Effective interventions and creating a plan
General education interventions can be appropriate initially, but districts must be cautious not to delay special education evaluations when refusal may be linked to a suspected disability, as Child Find obligations are triggered at a low threshold. Formal assessments addressing school refusal should include analysis of attendance records, functional assessment, input from parents and staff, social‑emotional measures, and consideration of medical or environmental contributors.
A gradual return to school is essential when addressing school refusal. The results of assessments (formal or informal), including functions, triggers, patterns and maintaining factors, should drive the school return plan. Re-entry plans outline a gradual return to school with consistent attendance expectations — paired with reduced avoidance and increased coping skills. Exposure is the core feature of re-entry plans, systematically reintroducing the student to previously avoided school situations. Exposure works because it breaks the avoidance‑relief cycle. As students remain in situations long enough for anxiety to rise and fall naturally, their confidence increases and their anxiety decreases over time. Examples include structured arrival routines, partial classroom entry, shortened days that build over time, and/or targeted exposure to specific feared settings.

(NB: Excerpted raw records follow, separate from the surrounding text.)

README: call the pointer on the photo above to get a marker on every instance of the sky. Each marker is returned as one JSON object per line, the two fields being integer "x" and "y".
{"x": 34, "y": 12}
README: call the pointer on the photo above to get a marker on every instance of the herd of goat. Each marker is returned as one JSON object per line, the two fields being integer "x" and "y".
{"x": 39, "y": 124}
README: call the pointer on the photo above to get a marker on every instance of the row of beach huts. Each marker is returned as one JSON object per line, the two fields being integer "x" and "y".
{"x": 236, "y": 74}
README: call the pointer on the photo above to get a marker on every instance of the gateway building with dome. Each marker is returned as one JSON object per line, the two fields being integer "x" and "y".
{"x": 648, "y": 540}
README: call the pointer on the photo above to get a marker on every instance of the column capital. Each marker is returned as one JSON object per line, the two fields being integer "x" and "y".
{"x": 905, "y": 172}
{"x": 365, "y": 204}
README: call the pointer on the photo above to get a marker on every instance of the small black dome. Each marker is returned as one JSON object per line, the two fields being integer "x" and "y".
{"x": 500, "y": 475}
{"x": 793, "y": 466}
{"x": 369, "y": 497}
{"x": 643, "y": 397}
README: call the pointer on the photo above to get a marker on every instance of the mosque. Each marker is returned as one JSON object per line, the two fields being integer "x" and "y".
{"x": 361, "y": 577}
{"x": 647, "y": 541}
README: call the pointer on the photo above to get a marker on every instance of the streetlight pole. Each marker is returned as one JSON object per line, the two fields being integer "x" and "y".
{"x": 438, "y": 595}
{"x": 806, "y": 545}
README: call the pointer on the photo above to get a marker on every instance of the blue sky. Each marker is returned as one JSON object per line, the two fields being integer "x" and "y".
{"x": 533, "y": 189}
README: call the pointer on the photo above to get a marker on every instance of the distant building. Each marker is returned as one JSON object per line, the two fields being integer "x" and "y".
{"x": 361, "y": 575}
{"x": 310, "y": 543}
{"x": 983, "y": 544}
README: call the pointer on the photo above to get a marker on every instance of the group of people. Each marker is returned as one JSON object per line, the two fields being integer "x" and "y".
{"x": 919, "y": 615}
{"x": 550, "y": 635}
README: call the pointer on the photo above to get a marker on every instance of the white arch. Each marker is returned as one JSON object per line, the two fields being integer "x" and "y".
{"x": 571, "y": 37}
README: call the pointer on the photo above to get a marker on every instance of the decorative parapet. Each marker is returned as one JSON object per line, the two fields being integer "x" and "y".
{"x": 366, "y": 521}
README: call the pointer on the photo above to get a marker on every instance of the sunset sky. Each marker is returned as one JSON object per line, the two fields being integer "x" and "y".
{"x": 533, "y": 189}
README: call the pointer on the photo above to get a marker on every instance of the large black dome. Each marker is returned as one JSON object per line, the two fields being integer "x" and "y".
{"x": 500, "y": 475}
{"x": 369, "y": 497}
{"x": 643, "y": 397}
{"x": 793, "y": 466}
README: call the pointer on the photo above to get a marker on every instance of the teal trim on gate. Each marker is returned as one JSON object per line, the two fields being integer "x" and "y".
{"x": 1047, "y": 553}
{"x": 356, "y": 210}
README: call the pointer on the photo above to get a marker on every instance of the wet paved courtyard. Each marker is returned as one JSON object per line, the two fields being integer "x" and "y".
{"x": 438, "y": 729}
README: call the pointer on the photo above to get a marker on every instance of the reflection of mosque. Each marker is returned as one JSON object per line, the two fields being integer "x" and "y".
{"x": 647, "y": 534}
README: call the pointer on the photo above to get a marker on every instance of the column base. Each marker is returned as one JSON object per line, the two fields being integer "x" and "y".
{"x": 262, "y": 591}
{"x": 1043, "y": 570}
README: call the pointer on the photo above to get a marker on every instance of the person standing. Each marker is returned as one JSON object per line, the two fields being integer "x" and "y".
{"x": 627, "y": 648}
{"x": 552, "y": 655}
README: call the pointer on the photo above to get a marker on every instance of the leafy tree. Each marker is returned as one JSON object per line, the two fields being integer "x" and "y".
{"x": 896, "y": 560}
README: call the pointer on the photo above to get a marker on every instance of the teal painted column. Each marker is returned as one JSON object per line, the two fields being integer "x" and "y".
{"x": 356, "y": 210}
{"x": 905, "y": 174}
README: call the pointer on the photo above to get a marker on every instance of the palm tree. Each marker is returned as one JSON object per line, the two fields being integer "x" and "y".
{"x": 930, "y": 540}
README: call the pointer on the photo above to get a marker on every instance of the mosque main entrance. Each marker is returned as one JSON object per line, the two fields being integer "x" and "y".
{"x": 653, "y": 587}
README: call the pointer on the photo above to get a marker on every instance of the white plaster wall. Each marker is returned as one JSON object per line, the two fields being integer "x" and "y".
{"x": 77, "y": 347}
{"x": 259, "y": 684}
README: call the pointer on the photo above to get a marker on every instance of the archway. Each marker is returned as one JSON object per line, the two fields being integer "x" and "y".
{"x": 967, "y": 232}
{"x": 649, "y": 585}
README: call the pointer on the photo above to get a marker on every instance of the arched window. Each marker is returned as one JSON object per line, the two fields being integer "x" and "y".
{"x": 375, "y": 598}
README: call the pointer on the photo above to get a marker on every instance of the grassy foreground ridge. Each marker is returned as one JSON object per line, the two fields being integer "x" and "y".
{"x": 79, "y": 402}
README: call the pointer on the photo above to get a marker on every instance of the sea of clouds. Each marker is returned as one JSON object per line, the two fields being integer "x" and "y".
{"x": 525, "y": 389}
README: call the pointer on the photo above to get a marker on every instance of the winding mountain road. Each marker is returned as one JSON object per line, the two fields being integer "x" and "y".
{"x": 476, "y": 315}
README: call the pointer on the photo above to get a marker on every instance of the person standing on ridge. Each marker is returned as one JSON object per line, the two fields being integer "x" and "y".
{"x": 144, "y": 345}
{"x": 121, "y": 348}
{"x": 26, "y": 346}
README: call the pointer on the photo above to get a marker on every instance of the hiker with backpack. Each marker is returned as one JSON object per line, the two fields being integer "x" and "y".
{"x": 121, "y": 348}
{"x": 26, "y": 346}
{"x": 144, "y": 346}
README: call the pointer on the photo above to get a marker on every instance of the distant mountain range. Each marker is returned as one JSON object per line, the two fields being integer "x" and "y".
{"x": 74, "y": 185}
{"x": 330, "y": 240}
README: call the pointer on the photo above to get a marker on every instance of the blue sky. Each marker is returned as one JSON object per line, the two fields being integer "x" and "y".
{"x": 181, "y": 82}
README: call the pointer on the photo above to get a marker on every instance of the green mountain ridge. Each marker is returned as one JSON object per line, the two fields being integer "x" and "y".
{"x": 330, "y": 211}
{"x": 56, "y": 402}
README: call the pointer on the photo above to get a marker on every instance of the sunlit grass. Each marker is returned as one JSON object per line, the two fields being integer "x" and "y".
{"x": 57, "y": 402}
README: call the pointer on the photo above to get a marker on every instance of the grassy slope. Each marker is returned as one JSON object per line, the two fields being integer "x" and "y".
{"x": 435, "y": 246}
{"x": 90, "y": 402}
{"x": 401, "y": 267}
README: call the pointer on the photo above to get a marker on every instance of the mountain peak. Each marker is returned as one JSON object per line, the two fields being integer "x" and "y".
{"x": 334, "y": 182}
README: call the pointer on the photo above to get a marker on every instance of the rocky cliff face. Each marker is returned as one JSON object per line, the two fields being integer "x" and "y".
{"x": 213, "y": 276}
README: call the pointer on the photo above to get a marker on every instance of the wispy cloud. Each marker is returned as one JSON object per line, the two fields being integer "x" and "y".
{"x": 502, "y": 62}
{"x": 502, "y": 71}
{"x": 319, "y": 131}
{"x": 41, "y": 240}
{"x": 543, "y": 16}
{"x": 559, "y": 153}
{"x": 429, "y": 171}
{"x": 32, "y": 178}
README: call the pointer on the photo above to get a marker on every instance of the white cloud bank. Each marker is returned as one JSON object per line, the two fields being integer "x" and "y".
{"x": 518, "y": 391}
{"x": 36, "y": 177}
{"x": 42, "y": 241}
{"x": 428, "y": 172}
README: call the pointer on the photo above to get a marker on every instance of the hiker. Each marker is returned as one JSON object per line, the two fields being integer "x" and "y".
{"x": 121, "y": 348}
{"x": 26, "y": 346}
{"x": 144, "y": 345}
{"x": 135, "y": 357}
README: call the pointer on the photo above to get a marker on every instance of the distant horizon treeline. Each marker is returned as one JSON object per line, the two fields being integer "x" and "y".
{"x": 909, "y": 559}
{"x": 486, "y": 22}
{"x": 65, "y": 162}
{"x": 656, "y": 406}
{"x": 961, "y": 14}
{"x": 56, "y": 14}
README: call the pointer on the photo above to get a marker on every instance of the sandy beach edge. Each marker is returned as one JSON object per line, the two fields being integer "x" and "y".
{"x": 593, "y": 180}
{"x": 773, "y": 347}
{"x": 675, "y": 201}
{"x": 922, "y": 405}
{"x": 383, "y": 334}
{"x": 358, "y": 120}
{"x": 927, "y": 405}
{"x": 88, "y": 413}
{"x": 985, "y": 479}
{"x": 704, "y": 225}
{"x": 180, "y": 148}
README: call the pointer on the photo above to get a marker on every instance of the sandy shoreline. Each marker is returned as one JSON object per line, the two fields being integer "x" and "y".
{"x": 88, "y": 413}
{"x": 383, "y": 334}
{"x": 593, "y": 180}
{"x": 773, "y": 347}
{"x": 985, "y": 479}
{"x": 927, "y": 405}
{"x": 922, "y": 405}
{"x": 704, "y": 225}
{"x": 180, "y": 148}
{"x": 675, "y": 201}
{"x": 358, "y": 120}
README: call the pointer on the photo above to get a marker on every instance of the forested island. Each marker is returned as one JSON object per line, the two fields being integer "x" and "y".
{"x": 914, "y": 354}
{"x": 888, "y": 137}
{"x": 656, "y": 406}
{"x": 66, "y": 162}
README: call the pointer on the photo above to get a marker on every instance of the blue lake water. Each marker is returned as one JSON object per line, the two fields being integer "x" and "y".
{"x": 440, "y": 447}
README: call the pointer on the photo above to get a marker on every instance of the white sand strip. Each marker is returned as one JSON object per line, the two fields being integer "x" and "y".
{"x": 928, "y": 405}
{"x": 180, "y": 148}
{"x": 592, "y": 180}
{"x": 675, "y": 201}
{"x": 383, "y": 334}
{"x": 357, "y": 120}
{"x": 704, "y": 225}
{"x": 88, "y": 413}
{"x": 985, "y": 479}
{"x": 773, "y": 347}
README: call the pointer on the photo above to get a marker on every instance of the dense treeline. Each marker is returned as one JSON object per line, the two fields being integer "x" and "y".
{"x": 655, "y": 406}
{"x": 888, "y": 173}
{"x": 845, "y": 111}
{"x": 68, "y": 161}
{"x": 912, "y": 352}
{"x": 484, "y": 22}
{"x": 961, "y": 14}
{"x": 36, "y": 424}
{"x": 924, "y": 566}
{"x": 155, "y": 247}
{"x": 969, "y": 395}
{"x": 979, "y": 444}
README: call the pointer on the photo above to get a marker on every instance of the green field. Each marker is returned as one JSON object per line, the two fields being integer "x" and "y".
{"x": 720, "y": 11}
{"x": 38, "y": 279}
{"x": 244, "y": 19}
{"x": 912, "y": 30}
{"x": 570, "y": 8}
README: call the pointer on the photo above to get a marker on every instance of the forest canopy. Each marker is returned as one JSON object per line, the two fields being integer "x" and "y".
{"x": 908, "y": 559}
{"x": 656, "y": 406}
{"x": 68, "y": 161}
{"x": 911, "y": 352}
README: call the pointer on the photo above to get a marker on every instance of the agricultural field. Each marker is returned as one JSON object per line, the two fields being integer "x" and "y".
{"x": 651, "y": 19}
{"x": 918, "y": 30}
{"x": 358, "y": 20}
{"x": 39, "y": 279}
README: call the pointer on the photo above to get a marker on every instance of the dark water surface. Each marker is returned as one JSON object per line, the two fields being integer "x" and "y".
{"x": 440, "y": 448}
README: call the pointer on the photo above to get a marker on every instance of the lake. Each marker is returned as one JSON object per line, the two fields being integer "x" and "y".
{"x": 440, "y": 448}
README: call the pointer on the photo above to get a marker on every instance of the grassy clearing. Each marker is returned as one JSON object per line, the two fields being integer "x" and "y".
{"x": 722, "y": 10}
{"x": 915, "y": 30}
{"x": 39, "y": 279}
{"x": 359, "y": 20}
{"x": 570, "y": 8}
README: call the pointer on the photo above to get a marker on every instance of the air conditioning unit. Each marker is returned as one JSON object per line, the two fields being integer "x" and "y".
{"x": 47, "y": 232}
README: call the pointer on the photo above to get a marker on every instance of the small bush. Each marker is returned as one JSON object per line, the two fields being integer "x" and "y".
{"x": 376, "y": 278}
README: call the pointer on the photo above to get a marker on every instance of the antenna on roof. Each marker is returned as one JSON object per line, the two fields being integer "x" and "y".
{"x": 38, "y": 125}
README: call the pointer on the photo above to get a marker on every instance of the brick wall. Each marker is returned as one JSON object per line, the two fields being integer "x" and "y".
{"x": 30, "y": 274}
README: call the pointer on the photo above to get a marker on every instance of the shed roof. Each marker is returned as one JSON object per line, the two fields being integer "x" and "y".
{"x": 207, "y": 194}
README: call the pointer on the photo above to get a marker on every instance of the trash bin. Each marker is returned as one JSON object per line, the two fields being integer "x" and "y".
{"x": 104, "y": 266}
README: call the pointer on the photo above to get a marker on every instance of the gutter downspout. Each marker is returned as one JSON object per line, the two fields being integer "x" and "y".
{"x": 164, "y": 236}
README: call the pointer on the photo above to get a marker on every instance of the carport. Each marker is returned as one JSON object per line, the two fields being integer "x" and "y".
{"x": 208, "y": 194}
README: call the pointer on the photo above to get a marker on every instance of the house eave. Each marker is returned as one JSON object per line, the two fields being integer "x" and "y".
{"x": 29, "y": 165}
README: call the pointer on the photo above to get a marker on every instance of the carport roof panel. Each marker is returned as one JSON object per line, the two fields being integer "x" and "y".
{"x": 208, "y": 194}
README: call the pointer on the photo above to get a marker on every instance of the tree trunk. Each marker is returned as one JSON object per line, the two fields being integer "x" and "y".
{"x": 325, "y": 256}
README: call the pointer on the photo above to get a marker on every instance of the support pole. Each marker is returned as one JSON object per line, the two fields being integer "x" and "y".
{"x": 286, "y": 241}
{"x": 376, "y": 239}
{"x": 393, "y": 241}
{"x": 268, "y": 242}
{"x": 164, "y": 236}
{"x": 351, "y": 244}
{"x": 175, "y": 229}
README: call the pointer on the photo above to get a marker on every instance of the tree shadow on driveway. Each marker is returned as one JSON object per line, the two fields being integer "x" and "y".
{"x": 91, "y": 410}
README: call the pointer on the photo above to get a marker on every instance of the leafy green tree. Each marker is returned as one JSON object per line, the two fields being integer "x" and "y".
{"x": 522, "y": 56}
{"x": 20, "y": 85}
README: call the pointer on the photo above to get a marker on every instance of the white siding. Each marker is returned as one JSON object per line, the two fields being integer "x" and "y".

Effective re-entry plans document specific exposure steps, staff responsibilities, communication routines, reinforcement plans and progress monitoring. Academic adjustments, critical in addressing school refusal because academic pressure often maintains or intensifies school avoidance, are outlined. Regression is common and as such, re-entry plans should describe responses to backsliding such as maintaining attendance expectations, returning to the last successful step, identifying triggers, and temporarily increasing support. Attendance goals should focus on participation in the re‑entry plan rather than raw attendance percentages, and target skill acquisition such as emotional regulation and coping skills. Predictable and consistent routines, warm handoffs, support during transitions, modified response expectations during exposure, and planned coping breaks with clear return expectations are additional effective plan components. School staff should aim to be specific when writing accommodations; always consider what skill is being targeted, and consider how the accommodations can potentially fade over time as the skill is developed.
Placement and services
Districts should be thoughtful regarding placement and services, ensuring access to educationally related mental health services, behavior intervention services, parent counseling and training, and coordination with outside providers when appropriate. Home instruction, virtual learning, and independent study can exacerbate anxiety when used as primary responses to school refusal. Less restrictive options that maintain connection to campus while supporting exposure, such as hybrid programs, are often more effective.
In conclusion, school refusal is often not a failure of motivation or compliance, but a treatable, anxiety-driven pattern that requires timely, coordinated, and evidence-based intervention. When districts respond with collaboration and evidence-based supports, they uphold their legal and educational responsibilities and ultimately improve student outcomes.
Kristen McNeely is a Licensed Marriage and Family Therapist and Board Certified Behavior Analyst, and owner of Kristen McNeely Consulting. Susan Roberts is a former special education administrator and Next Level Client Services Consultant with F3 Law. Wes Parsons is a partner at F3 Law.